Northland Eateries get Environmentally Friendly
DULUTH - Some local eateries are working hard to reduce their carbon footprint.In Lincoln Park, sits a restaurant acclaimed by localsin the culinary world for its homemade comfort food.
'We started as Embers and slowly transformed ourselves into the Duluth Grill," Duluth Grill Manager, Owner and Operator Louis Hanson said.
Duluth Grill’s national attention and committed customers aren't the only things separating them from the pack, but also their cutting edge approach to what's clean and green.
"We're environmentally conscious about what we're doing and where we're purchasing from and how it is affecting our community directly," said Hanson.
90% of their food is made in the restaurant and doesn't travel more than 200 miles to get there.
"We're in turn supporting a local economy which helps the whole world go around," said Hanson.
They have an urban garden in the parking lot where they grow fresh herbs and vegetables that are sautéed and fried in the kitchen.

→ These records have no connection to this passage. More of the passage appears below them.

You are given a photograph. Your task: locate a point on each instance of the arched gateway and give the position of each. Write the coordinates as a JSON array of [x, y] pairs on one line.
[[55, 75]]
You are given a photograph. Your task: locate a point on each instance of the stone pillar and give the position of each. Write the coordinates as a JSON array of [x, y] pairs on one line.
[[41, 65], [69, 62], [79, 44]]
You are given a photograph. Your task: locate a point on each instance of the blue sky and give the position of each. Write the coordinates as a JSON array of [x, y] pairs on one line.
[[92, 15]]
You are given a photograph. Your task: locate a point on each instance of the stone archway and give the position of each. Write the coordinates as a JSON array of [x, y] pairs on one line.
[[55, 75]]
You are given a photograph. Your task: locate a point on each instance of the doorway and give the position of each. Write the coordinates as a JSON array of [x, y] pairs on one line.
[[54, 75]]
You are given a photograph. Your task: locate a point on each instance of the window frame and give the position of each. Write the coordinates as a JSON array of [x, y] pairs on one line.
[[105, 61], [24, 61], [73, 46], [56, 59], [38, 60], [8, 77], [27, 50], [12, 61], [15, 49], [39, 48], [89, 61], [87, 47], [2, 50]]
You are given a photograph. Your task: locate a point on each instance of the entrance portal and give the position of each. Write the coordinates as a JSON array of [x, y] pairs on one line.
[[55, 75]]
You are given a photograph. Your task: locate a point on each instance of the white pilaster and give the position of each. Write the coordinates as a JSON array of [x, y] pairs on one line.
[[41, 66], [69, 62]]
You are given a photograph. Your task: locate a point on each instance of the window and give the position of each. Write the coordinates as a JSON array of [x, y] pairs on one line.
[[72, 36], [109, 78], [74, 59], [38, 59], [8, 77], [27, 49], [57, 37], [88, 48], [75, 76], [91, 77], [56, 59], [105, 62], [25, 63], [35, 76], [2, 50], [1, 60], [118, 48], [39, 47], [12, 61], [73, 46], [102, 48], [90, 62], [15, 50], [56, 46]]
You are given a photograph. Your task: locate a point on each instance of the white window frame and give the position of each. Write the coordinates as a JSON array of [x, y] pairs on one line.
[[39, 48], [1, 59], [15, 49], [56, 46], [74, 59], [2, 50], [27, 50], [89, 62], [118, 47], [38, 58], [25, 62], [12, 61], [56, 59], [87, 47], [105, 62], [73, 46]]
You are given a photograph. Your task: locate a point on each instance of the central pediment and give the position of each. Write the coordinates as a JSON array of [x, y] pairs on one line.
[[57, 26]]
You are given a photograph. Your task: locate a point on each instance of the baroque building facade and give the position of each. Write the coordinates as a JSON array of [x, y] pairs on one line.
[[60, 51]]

"Food isn't just a product that you go to the store and buy," said Hanson. “It takes time and effort to produce that product."
On the rooftop, they grow winter squash and beehives to make their honey.
They save all of their fryer oil and recycle it.
"It'll be converted into biodiesel which will then be able to create electricity off of our generator."
At Sara's Table they're cooking up local favorites with fresh, organic and sustainably raised meats and vegetables.
"I think that's why people come back here we give them quality products," Sara’s Table Chef Jillian Forte said.
Leftover food and scraps from the kitchen don't go in the trash, but to their compost bin.
"So it reduces our waste in the trash system and is helping to make that compost that you get down at WLLSD," said Forte.
In their garden they grow herbs and crunchy lettuces.
"A lot of those vegetables will come out of the ground one day and then they're in my kitchen the next day, their out on a plate that next day," said Forte.
Their sustainable ways go beyond the food. The tables are recycled, they have timers on their lights to save energy and use compostable cutlery.
"Just naturally what you do in this life,” said Forte. “You take care of the past and you take care of the future."
Sustainability experts say restaurants reducing their carbon footprint doesn't just provide tasty food.
"It contributes to our entire community by reducing the amount of resources that they consume, it leaves more for the rest of us," UMD Sustainability Coordinator Mindy Granley said.
Granley says it also sets a good example.
"If you go to a restaurant and you learn about how they grow their food or saving energy by turning the lights off you might be inspired to do the same thing in your home," said Granley.
The Duluth Grill is in the process of growing another garden.
Sara's Table says they are hoping to soon feature local beers and wines in their restaurant.